Bear encounter in Sussex County shows that education works

| 30 Jun 2020 | 10:19

To the Editor:

Today (June 22) a hiker encountered a bear while sitting on a boulder along the Stairway to Heaven trail in Sussex County. The hiker calmly backed away as the young black bear walked past them only feet away without looking at the hikers again.

The bear encounter in Sussex County on the Stairway to Heaven trail shows that bear education works. The hikers did what they were supposed to do by calmly backing away, and we need to be doing more of that.

Even though there are only a few thousand bears there are over one-hundred thousand people living in bear country. An effective bear education program can help prevent serious injury or possible death for people either hiking or camping. Sierra Club runs almost 100 hikes every year in bear county and we have no problems because no one brings food with them during the hike and we keep our distance. It shows that education works.

New Jersey needs a real bear management plan, one that includes strong education and uses warning signs in the region, educational materials at trail heads, enforcing not feeding the bears, and garbage management. According to a report by the New Jersey Division of Fish and Wildlife Bear Activity Report, sightings of bears dropped by 80%, and Damage and Nuisance reports dropped by 70% since 2009. Encounters with aggressive bears tied the lowest total since 2010 with two in 2017. Despite this data, there was a second phase of the bear hunt for 2019.

There needs to be warning signs in bear country with posts at all trailheads with do’s and don’ts. These will do a lot more in managing the bear population than having an unnecessary hunt. If bears start seeing houses as sources of food, we will see more bear human conflict and more problems.
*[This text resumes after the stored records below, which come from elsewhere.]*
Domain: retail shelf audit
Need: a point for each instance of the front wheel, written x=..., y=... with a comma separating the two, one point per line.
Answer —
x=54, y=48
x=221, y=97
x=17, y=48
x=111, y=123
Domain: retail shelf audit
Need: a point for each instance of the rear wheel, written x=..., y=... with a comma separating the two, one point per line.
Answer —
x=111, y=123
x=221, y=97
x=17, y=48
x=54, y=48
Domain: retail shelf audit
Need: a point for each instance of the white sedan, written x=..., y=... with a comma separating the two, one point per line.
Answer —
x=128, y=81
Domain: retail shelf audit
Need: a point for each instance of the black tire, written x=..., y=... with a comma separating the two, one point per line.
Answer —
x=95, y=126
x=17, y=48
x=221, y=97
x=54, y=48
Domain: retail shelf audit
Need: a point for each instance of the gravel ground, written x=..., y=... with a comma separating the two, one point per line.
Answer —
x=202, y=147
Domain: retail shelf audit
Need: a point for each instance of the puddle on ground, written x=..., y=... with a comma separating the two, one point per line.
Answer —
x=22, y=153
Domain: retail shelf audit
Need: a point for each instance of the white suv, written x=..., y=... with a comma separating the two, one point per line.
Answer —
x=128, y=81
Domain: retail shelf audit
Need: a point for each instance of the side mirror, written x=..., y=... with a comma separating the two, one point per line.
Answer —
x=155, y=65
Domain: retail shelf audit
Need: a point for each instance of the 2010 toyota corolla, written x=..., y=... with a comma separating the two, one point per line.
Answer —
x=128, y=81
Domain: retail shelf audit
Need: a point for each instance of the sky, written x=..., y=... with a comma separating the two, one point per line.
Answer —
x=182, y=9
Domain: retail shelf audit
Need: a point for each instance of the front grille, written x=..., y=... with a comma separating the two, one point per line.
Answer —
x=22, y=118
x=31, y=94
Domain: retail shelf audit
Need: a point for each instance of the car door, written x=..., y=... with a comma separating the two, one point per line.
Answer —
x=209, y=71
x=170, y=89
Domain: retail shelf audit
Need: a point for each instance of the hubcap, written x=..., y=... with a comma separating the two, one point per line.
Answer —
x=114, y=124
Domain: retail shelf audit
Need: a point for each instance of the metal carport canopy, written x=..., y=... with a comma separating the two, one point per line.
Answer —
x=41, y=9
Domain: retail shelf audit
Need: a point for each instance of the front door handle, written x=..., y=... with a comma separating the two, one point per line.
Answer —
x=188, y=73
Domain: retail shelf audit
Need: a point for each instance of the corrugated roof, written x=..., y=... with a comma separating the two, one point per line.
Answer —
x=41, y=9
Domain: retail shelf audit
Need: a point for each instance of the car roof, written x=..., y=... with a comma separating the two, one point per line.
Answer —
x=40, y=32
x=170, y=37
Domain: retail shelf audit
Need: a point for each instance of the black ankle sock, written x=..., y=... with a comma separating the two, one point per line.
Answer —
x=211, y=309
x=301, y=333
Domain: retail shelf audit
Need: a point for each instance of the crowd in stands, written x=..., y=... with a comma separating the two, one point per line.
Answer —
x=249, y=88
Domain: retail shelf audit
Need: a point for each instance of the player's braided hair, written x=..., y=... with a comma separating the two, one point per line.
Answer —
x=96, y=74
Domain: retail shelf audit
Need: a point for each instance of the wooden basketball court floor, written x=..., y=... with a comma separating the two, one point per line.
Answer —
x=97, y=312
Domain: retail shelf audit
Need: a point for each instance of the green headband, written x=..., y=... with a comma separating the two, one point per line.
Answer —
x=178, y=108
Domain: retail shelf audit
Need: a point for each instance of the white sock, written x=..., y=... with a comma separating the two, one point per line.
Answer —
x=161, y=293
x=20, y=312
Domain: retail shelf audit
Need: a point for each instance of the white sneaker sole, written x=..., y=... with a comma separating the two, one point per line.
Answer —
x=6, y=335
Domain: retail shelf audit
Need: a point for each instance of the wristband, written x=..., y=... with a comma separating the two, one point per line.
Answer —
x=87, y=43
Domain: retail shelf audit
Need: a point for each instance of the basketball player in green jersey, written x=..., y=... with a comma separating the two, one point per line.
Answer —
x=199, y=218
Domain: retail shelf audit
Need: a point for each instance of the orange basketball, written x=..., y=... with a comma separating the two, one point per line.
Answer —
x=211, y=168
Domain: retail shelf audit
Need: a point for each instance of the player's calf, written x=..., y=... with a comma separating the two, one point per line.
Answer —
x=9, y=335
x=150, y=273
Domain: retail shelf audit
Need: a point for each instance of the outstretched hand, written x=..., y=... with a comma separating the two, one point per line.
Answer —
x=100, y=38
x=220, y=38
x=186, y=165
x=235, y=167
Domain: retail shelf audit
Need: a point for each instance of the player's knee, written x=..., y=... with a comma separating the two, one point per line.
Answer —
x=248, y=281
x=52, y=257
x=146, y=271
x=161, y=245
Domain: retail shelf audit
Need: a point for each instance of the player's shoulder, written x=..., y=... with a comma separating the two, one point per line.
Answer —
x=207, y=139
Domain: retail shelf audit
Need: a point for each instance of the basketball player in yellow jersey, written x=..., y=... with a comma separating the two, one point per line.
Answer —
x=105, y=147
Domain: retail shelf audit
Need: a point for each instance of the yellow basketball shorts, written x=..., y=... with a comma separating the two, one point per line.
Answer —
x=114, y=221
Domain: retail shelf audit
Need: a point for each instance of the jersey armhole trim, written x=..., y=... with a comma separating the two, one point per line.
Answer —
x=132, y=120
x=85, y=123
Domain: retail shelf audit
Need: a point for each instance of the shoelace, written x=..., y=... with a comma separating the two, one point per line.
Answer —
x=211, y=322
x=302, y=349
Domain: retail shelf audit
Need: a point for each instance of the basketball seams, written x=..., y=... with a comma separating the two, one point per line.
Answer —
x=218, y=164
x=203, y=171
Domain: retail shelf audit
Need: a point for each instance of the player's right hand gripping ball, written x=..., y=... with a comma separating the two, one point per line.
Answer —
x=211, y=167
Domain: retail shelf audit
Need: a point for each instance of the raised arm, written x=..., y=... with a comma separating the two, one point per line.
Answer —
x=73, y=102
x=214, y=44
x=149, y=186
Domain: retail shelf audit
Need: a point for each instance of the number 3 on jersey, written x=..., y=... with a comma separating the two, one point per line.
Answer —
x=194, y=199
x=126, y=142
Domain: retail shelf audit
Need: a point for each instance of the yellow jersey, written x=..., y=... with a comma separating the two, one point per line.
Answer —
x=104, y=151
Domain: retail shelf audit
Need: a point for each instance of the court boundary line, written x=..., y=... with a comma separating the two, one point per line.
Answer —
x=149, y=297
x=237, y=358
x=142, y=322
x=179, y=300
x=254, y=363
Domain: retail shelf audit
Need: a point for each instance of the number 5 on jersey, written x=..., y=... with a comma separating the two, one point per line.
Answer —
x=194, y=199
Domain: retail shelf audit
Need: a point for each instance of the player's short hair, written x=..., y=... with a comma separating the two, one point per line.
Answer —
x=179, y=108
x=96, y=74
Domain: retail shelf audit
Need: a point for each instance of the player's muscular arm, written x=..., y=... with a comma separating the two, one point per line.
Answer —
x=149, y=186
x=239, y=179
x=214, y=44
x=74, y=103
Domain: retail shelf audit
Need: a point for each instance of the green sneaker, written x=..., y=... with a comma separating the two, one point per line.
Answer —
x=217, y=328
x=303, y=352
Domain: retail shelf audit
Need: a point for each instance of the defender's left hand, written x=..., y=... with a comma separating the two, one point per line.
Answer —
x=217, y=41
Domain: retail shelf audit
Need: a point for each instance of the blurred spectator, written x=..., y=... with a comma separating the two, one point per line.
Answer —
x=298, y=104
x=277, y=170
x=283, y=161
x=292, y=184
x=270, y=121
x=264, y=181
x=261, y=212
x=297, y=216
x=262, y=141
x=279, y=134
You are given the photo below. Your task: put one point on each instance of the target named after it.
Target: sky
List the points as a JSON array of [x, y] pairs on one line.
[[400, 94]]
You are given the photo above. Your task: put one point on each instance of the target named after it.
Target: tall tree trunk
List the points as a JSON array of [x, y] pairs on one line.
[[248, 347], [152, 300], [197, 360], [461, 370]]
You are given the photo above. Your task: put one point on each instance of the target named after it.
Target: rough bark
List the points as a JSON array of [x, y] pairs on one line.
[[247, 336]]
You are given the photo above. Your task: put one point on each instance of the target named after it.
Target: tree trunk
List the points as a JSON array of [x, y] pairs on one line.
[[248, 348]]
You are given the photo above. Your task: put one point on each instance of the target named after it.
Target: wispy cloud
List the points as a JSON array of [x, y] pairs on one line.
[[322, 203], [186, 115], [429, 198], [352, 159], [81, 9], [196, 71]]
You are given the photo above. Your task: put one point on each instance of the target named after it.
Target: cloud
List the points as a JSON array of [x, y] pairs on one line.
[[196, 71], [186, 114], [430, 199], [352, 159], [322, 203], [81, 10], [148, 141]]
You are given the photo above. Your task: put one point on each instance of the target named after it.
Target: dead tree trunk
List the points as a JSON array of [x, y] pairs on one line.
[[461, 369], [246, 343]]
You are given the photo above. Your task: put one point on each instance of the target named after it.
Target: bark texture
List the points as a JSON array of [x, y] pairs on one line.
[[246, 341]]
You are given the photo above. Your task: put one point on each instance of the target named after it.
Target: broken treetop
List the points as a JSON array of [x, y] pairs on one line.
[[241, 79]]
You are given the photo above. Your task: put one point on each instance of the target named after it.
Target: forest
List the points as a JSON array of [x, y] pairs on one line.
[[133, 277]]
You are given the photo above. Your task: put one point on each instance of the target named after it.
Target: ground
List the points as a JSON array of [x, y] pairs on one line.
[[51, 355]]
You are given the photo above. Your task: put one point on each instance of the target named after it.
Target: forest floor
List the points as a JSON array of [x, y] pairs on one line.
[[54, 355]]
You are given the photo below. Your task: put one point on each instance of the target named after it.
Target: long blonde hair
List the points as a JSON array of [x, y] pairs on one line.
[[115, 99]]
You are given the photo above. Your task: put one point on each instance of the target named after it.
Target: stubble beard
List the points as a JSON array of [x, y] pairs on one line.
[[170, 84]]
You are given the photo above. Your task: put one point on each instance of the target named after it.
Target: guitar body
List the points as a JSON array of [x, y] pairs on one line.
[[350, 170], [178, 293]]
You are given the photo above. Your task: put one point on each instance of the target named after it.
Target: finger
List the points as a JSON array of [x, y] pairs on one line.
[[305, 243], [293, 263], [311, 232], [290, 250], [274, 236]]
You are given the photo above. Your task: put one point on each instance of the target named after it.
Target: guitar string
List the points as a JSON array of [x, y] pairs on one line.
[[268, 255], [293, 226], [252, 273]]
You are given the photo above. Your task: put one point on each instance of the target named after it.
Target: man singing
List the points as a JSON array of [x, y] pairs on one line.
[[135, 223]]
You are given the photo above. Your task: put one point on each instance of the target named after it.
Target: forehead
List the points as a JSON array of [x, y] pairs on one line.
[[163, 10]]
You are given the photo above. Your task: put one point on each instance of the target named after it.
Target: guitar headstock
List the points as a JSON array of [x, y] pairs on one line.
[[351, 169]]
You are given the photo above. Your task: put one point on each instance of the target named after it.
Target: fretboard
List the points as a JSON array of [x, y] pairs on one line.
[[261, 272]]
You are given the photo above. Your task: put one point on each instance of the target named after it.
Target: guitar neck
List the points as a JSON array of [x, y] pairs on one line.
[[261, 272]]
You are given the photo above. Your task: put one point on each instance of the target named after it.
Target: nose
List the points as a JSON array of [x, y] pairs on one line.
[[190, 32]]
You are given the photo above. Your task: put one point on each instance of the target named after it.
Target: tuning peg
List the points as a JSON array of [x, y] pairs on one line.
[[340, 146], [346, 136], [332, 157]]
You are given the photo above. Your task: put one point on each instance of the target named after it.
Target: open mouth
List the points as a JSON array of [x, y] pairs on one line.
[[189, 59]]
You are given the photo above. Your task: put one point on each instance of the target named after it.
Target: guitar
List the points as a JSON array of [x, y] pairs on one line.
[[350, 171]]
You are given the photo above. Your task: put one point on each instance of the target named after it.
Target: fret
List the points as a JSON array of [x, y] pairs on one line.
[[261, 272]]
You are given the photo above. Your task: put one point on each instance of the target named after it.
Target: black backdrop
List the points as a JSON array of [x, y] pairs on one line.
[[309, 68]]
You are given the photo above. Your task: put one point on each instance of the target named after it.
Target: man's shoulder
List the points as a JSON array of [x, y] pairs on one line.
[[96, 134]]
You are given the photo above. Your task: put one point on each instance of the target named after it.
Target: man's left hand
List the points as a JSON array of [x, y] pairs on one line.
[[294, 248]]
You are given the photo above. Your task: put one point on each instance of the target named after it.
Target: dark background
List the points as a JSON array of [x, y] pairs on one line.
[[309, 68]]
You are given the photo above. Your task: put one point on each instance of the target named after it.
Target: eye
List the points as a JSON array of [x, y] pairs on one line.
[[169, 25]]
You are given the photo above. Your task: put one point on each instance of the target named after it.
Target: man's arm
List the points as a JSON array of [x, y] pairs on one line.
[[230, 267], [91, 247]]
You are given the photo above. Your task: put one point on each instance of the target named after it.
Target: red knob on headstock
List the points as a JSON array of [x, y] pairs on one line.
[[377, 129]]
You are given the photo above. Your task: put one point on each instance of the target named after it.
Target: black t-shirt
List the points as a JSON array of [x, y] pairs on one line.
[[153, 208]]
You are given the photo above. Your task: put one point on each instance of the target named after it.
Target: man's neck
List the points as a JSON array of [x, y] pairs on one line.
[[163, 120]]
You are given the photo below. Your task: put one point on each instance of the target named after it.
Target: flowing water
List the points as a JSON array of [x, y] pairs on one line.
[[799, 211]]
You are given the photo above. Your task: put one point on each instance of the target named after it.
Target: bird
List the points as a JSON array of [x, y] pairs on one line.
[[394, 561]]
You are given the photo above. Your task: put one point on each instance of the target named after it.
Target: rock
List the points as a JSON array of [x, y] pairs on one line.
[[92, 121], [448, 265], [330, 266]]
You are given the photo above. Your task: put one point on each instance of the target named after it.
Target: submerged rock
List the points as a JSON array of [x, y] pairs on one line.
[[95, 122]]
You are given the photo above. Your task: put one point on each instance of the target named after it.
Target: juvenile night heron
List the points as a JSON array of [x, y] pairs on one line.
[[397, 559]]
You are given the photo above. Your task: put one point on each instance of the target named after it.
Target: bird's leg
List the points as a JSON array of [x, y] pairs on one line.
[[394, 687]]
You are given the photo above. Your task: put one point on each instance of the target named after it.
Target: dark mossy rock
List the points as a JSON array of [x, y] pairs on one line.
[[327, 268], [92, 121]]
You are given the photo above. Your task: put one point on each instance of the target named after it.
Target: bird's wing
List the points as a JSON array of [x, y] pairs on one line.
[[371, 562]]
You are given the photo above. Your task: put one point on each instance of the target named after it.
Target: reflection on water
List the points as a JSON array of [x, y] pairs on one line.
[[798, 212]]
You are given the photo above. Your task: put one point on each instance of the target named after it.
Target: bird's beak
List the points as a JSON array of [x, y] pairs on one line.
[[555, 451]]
Bears will change from a nuisance bear to an aggressive bear and will be put down. This will justify the hunt. Whether there is a hunt or not, there’s no real management plan in place. The black bear is a symbol that we still have wild places left in the state and that we haven’t completely given over to sprawl. We need Governor Murphy to create a real education and keep his commitment to put a moratorium on the hunt.